On the thirteenth of October the town of Carlisle was invested by the Duke of Perth and Lord George Murray, with the horse and Lowland regiments. The conduct of the Duke of Perth, during the siege of five days which ensued, has been a subject of eulogy for every writer who has undertaken to relate the affairs of the period. The siege was attempted in the face of many difficulties, the Prince having no battering cannon; so that, if the town had been well defended, it would have been found impossible to reduce it: still, being a place of great strength, and the key to England, he resolved to make the attempt.

It was in this undertaking that the Duke of Perth reaped the benefit of his scientific knowledge of the art of war, and that he showed a degree of skill as well as of military ardour, which would, had his life been spared, have rendered him an excellent general. The castle of Carlisle, built upon the east angle of the fortifications, was of course the object of his attack. On Tuesday, the thirteenth of October, after his return from Brampton, where the Prince remained with the Clans to cover the siege, the Duke began his operations. His officers had forced four carpenters to go along with them in order to assist in erecting the batteries. In short, all ablebodied men were seized on by the insurgents, and those who had horses and ladders were constrained to carry them to the siege of Carlisle.
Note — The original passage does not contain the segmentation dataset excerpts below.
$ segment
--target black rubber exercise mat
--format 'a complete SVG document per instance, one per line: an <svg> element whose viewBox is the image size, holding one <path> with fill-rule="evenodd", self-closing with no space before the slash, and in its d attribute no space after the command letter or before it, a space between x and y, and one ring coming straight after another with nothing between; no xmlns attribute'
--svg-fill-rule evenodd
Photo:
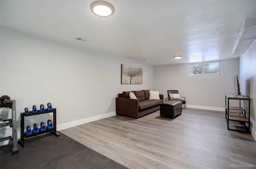
<svg viewBox="0 0 256 169"><path fill-rule="evenodd" d="M1 169L127 168L61 133L26 142L19 155L1 149Z"/></svg>

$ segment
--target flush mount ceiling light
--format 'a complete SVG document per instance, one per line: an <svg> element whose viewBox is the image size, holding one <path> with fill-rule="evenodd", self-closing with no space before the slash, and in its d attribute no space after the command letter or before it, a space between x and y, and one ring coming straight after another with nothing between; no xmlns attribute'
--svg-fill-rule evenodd
<svg viewBox="0 0 256 169"><path fill-rule="evenodd" d="M182 56L174 56L173 57L173 58L174 58L175 59L181 59L182 58Z"/></svg>
<svg viewBox="0 0 256 169"><path fill-rule="evenodd" d="M90 6L92 12L100 16L109 16L114 14L115 8L110 3L103 0L94 1Z"/></svg>

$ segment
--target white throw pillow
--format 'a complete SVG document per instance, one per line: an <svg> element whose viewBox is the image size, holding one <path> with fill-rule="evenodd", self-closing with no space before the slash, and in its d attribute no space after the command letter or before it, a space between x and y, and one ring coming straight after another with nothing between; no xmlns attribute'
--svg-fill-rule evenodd
<svg viewBox="0 0 256 169"><path fill-rule="evenodd" d="M149 99L150 100L160 100L159 91L149 91Z"/></svg>
<svg viewBox="0 0 256 169"><path fill-rule="evenodd" d="M130 98L132 99L137 99L137 97L131 91L130 91L129 93L129 96L130 96Z"/></svg>
<svg viewBox="0 0 256 169"><path fill-rule="evenodd" d="M171 94L169 93L170 97L173 98L173 99L180 99L180 94Z"/></svg>

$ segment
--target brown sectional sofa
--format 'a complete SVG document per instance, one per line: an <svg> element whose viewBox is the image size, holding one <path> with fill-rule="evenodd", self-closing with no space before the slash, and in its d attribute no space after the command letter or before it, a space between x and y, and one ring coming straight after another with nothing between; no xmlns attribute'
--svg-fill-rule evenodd
<svg viewBox="0 0 256 169"><path fill-rule="evenodd" d="M160 100L150 100L149 90L131 91L137 99L132 99L130 91L118 93L116 98L116 114L138 119L160 109L160 103L164 102L164 95L160 94Z"/></svg>

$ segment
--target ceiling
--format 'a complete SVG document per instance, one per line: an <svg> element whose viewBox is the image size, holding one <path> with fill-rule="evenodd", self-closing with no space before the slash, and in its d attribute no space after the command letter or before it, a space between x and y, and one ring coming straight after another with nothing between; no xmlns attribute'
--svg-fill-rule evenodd
<svg viewBox="0 0 256 169"><path fill-rule="evenodd" d="M108 17L92 13L93 2L1 0L1 26L162 66L238 58L244 20L256 17L256 0L109 0Z"/></svg>

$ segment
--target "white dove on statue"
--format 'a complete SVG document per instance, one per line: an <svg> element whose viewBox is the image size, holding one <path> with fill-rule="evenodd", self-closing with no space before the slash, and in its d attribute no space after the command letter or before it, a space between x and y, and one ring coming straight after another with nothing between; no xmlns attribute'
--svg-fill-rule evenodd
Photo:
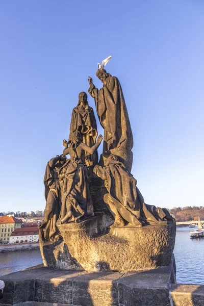
<svg viewBox="0 0 204 306"><path fill-rule="evenodd" d="M110 56L109 56L108 58L107 58L107 59L105 59L105 60L104 60L102 62L102 64L99 64L99 63L98 63L98 68L99 69L100 69L100 68L104 69L105 66L106 66L106 65L107 64L108 62L111 59L111 55Z"/></svg>

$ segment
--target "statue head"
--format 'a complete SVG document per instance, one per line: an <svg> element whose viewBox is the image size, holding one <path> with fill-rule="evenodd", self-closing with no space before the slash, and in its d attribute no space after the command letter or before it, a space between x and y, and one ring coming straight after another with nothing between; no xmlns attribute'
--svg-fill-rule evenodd
<svg viewBox="0 0 204 306"><path fill-rule="evenodd" d="M115 154L110 154L106 161L106 166L108 166L110 164L114 164L115 162L119 162L119 157Z"/></svg>
<svg viewBox="0 0 204 306"><path fill-rule="evenodd" d="M75 145L75 146L77 146L80 144L82 140L82 135L79 131L76 130L72 133L71 136L71 143L72 145Z"/></svg>
<svg viewBox="0 0 204 306"><path fill-rule="evenodd" d="M106 83L106 79L109 76L111 76L111 74L108 73L106 70L103 68L99 68L96 71L96 75L102 83Z"/></svg>
<svg viewBox="0 0 204 306"><path fill-rule="evenodd" d="M79 94L79 102L78 106L83 105L84 107L88 106L89 104L87 101L87 95L84 91L82 91Z"/></svg>

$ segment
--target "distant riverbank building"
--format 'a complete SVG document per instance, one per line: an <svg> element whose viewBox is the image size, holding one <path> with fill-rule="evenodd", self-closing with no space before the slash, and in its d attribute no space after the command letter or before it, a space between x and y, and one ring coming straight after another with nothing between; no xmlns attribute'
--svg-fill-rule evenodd
<svg viewBox="0 0 204 306"><path fill-rule="evenodd" d="M10 237L14 231L20 228L22 221L15 217L0 217L0 244L9 242Z"/></svg>
<svg viewBox="0 0 204 306"><path fill-rule="evenodd" d="M39 241L38 227L21 227L17 228L10 237L10 243L23 243L24 242L37 242Z"/></svg>

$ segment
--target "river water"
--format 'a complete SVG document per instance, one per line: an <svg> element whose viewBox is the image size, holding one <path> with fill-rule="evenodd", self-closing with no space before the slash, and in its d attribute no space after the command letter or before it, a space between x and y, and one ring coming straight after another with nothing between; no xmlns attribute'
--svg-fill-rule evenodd
<svg viewBox="0 0 204 306"><path fill-rule="evenodd" d="M176 231L174 250L177 283L204 284L204 237L190 238L190 228ZM39 250L0 253L0 276L42 263Z"/></svg>

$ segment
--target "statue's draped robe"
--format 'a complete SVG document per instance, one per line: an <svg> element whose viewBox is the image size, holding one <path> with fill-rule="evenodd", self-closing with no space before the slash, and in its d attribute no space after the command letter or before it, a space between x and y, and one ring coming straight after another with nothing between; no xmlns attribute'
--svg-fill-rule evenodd
<svg viewBox="0 0 204 306"><path fill-rule="evenodd" d="M95 99L97 113L104 129L103 152L121 146L131 149L133 138L122 88L116 76L109 76L99 90L92 84L88 92Z"/></svg>
<svg viewBox="0 0 204 306"><path fill-rule="evenodd" d="M71 142L71 134L79 131L83 135L83 142L90 147L95 143L97 135L97 125L92 107L87 105L84 107L79 105L74 107L71 114L68 143ZM98 153L96 150L92 155L84 151L83 159L87 167L96 165L98 162Z"/></svg>
<svg viewBox="0 0 204 306"><path fill-rule="evenodd" d="M138 225L138 220L157 223L168 215L165 209L147 205L136 186L137 181L120 162L112 161L108 166L96 165L94 173L105 181L105 186L121 216L128 222ZM169 220L172 218L170 216Z"/></svg>
<svg viewBox="0 0 204 306"><path fill-rule="evenodd" d="M58 163L56 166L58 166L60 168L62 165L62 163ZM60 187L57 170L58 169L56 169L56 167L52 169L49 166L49 163L47 163L44 177L46 199L44 220L47 223L43 228L45 239L52 240L56 235L60 234L56 226L61 207Z"/></svg>
<svg viewBox="0 0 204 306"><path fill-rule="evenodd" d="M93 216L93 207L89 190L88 169L82 159L82 150L80 145L77 148L78 157L67 160L60 169L59 175L61 185L62 209L60 222L68 213L70 205L75 221L84 217Z"/></svg>

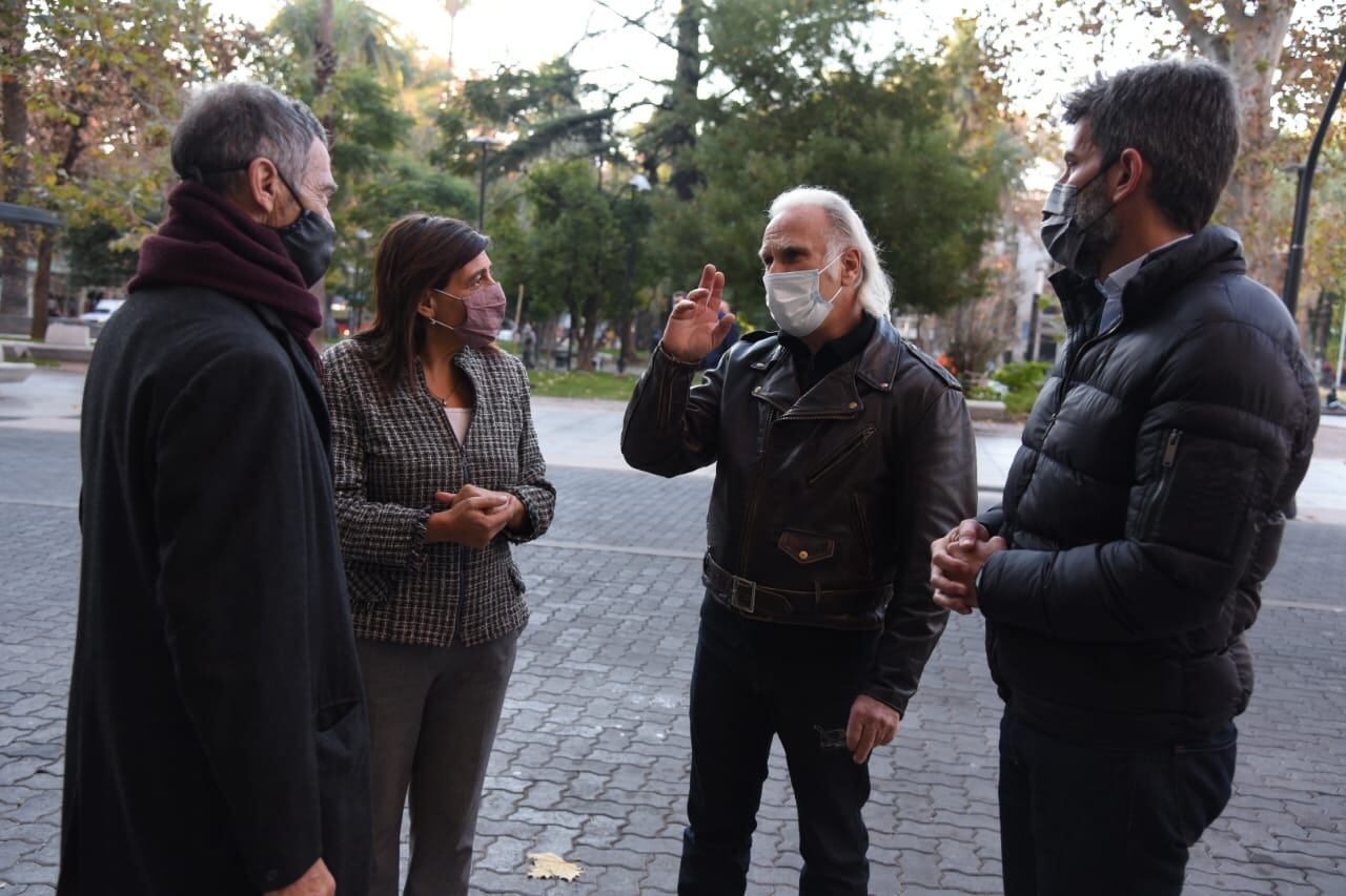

The Duke then "broke ground," to use a military expression, about three hundred yards from the citadel, at the Spring Garden; and encountered the fire of the cannon from the town, approaching so near that the garrison even threw grenadoes at them. On Wednesday, the trenches were opened, and were conducted by Mr. Grant, chief engineer, whose skill was greatly commended. On Friday morning, batteries were erected within forty fathoms of the walls. During all this time the cannon and small arms from the castle played furiously, but with so little destruction to the besiegers, that only two men were killed.

The weather was so intensely cold, that even the Highlanders could scarcely sustain its inclemency; yet the Duke of Perth and the Marquis of Tullibardine, the one delicate in constitution, the other broken and in advancing age, worked at the trenches like any common labourer, in their shirts. On the Friday, when the cannon began to play, and the scaling-ladders were brought out for an assault, a white flag was hung out, and the city offered to surrender. An express was sent to the Chevalier at Brampton; whose answer was, "that he would not do things by halves," and that the city had no reason to expect terms, unless the castle surrendered also. That event took place, in consequence, immediately; and the capitulation was signed by the Duke of Perth, and by Colonel Durand, who had been sent from London to defend Carlisle. In the afternoon of the same day, the Duke of Perth entered the town, and took possession in the name of James the Third, whose manifesto was read; the mayor and aldermen attending the Duke, the sword and mace being carried before them.